Aujourd’hui, je n’ai gardé que l’entreprise de marketing et de communication à Shanghai et, depuis peu, j’ai cédé la gestion de l’entreprise à une associée chinoise. En effet, j’ai voulu orienter ma carrière vers la diplomatie également en faisant de temps à autre le pont entre Maurice et la Chine. Cela me plaît et, donc, depuis septembre, j’ai trouvé une associée qui s’occupe de la gestion quotidienne de l’entreprise.

Pourquoi avoir fermé votre boîte à Pékin ?

Cela demandait trop d’investissement de soi; je ne pouvais être partout à la fois. J’ai donc tout délocalisé vers Shanghai depuis un an et demi. Je viens de terminer deux ans de cours dans le cadre de mon PhD et je prépare à présent ma thèse, que je devrais terminer vers début 2019.

Qu’est-ce qui vous a motivé à préparer un PhD en Law and Finance ?
Quand j’ai monté ma boîte, j’ai par moments eu le sentiment d’être saturé et d’être à court d’inspirations.

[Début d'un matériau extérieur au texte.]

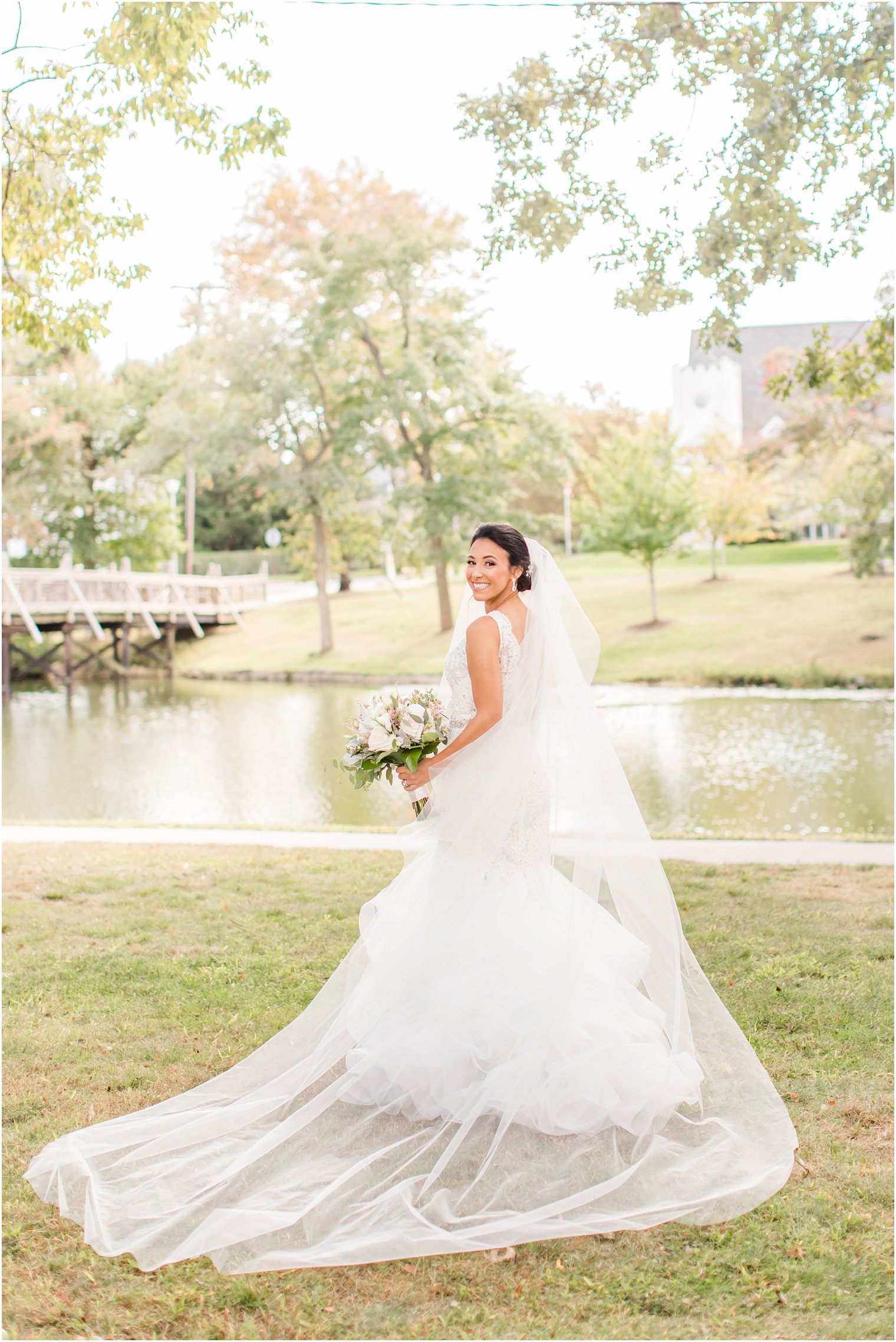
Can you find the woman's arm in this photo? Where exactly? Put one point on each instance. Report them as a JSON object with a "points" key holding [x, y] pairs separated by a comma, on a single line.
{"points": [[483, 646]]}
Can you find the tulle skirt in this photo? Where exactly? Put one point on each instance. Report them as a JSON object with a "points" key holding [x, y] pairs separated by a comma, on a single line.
{"points": [[485, 1069]]}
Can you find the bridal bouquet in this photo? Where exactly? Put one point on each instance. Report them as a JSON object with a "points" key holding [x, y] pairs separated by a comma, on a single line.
{"points": [[393, 729]]}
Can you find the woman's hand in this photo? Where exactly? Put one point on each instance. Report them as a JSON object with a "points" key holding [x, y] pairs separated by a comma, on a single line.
{"points": [[417, 777]]}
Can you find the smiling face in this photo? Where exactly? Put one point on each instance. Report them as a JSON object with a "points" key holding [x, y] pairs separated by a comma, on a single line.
{"points": [[490, 573]]}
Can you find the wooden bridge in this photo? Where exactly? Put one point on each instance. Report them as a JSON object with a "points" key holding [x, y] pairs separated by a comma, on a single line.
{"points": [[114, 612]]}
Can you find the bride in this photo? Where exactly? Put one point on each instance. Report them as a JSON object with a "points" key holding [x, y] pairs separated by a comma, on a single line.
{"points": [[521, 1044]]}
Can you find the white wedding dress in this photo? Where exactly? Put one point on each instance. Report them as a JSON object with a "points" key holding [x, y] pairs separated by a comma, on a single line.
{"points": [[505, 1055]]}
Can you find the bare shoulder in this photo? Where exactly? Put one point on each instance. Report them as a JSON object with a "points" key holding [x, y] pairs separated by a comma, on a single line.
{"points": [[483, 635]]}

J’ai donc fait une demande pour un PhD. Par ailleurs, je recherchais un break à travers ce cours. Cela me permettait de sortir du travail pour trois ou quatre heures car travaillant dans le marketing depuis 2010, c’était devenu un peu la routine. Cette formation me permettait aussi de rencontrer de nouvelles personnes, des jeunes entrepreneurs. Les deux ans de cours étaient plus académiques. C’est la base des finances que je connaissais déjà. Mais cela m’a permis de mieux comprendre le contexte légal du secteur des finances en Chine. En Chine, ce n’est que durant ces dernières années qu’on a commencé à tout réglementer. Avant, il n’y avait pas de lois rigides.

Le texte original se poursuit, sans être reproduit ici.